In this issue, we hear stories about family, partners, mentors, and friends who cooked, grew food, and nurtured memories that have helped the tellers form their personal food histories and visions for their futures. Mimi Robinson and Tina Wolfe give us sweet recipes from their grandmothers, who inspired them toward launching food businesses. Troy Horton tells how tales from his grandparents, who watched East Oakland become a food desert, stand behind the commitment he now holds toward repairing that damage. Oakland restaurant owner Steven Day spins out a rollicking tale featuring cooks, oyster farmers, Oprah, Robert Mueller, and an official from the Alameda County Sheriff’s Office—all people who helped him along a personal path that surprisingly led back to teaching this fall. We also meet people on two coasts working creatively toward zero waste in efforts to rid our world of the pollution caused by plastics. All have been inspired to make their worlds better—and sweeter—both for themselves and those around them.

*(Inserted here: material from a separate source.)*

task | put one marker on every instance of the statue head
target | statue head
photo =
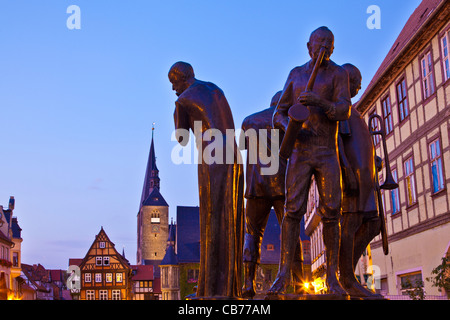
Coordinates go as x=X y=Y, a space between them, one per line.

As the earth tilts our northern hemisphere away from the sun, we enter that time when—in those normal times we now enshrine—we would gather for a few of those long, dark nights to share food, gifts, stories, songs, and good cheer. With those gatherings now deemed too dangerous, it’s easy to drift into a sort of wild darkness unseen in most of our lifetimes, but there are so many ways we can bring cheer to our smaller tables as we reach out and make connections. We hope the stories in this issue offer you much companionship, sweetness, and light.